The county staff report explained that the total land area at 3000 Casey Key Road is 48,966 square feet. It also pointed out that “the entire site is located in the 100-year floodplain.”
In response to a question from Hines, Zoning Administrator Donna Thompson said that the Zoning Code would allow only one new structure to be built on the site under the current zoning designation if the three existing buildings were demolished.
County property records show that CK Gulf to Bay bought the property in May 2013 for $1,650,000. In 2015 the county Property Appraiser’s Office set the just value of the parcel at $1,451,800.
When he addressed the board, Furen explained that he had sought comments from both Allen Parsons, the county’s Planning Division manager, and Deputy County Attorney Alan Roddy about whether the proposed rezoning would comply with the county’s Comprehensive Plan.
In a Jan. 22, 2015 letter, Furen continued, Parsons wrote that the county’s Future Land Use Policy 3.1.1 “provides that residential density on the Barrier Islands ‘shall not exceed the maximum gross density zoning requirements existing as of March 13, 1989.’” Further, Parsons wrote, the rezoning proposal “would result in a reduction of actual [Parsons’ emphasis] density of a property that exceeded the allowable [Parsons’ emphasis again] density in 1989 [and] would be consistent with [the Land Use Policy].”

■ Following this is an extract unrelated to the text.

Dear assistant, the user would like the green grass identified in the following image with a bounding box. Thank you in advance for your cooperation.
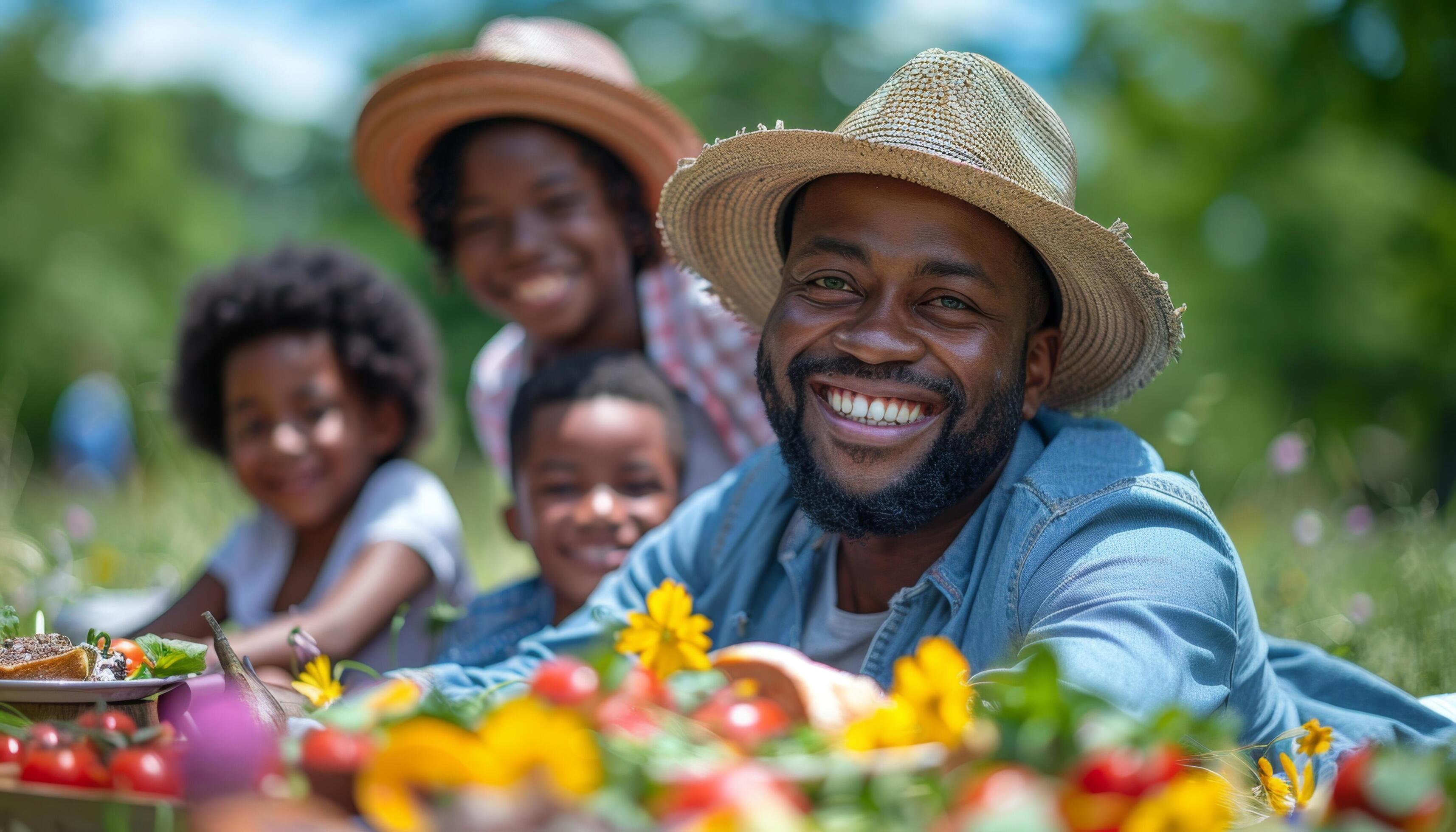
[0,404,1456,695]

However, Parsons pointed out that the County Commission ultimately would decide whether the rezoning is consistent with the Comprehensive Plan.
Among those who joined Patterson in opposing the rezoning, Dale Thomas told the board he lived for about 15 years in one of the structures at 3000 Casey Key Road. What they are, he pointed out, are kit houses from Sears, which were assembled on concrete blocks on the site in the 1930s. One is the main home, he said, while the other two are guest cottages.

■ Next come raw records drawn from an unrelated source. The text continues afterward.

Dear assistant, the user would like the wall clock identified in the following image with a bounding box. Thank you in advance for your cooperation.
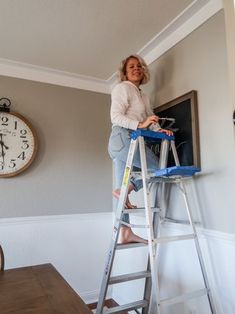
[0,98,37,178]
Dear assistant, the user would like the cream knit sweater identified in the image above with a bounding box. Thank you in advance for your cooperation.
[110,81,161,131]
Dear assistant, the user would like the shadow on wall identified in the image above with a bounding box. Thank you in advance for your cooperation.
[150,56,174,107]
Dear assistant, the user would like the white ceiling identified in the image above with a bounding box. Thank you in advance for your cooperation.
[0,0,220,89]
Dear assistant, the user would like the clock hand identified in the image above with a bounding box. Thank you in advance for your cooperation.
[0,133,9,163]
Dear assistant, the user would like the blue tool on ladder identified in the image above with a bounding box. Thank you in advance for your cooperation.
[96,129,216,314]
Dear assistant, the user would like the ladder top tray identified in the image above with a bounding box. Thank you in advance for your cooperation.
[131,129,175,141]
[155,166,201,177]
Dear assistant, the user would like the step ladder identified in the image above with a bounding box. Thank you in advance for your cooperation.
[96,129,216,314]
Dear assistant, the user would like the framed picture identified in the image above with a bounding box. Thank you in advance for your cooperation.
[154,90,200,167]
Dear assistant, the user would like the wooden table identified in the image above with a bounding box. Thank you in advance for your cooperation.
[0,264,92,314]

“It’s rather misleading to suggest … that you’re reducing density from three to two,” he added, “[because] they are uninhabitable.”
Art Wood, president of the Casey Key Association, told the County Commission that his board was unanimous in opposing the petition, while Constance Davis, vice president of the association, noted that its board members “typically don’t like to go against” the island’s residents’ development plans. This case, however, she continued, represented “a serious enough risk to the key” that they chose to do so.
Davis stressed the potential for storm damage on that barrier island, including road washouts. If the commission approved the rezoning, she added, the action would not set a legal precedent, but “it would set a perceptual precedent.”
In a letter to the county board dated April 12, Michael Shay, president of the Siesta Key Association, pointed out that his organization supported the Casey Key Association’s request for the denial of the petition.
Rebuttal and discussion
During his rebuttal, Furen explained that in granting the rezoning, the board would not be setting a precedent, because “each zoning request has to be considered on its own merits …”
He also referenced Casey Key Conservation District guidelines approved in the 1970s, which call for a minimum lot area of 15,000 square feet on the island. “And we’re proposing two lots, each in excess of 24,000 square feet.”
In response to a question from board Chair Al Maio, Zoning Administrator Thompson reiterated that if the property zoning was not changed, the owners could construct only one new building if the three existing structures were demolished. No guesthouse would be permitted, she added.
When Maio asked for a motion, a couple of moments passed before Mason finally spoke.
In seconding her motion to deny the rezoning, Commissioner Hines told his colleagues, “This is tough,” as the Eldreds wanted to replace three buildings with two, albeit through the division of the property.
With no other comments, the motion passed 5-0.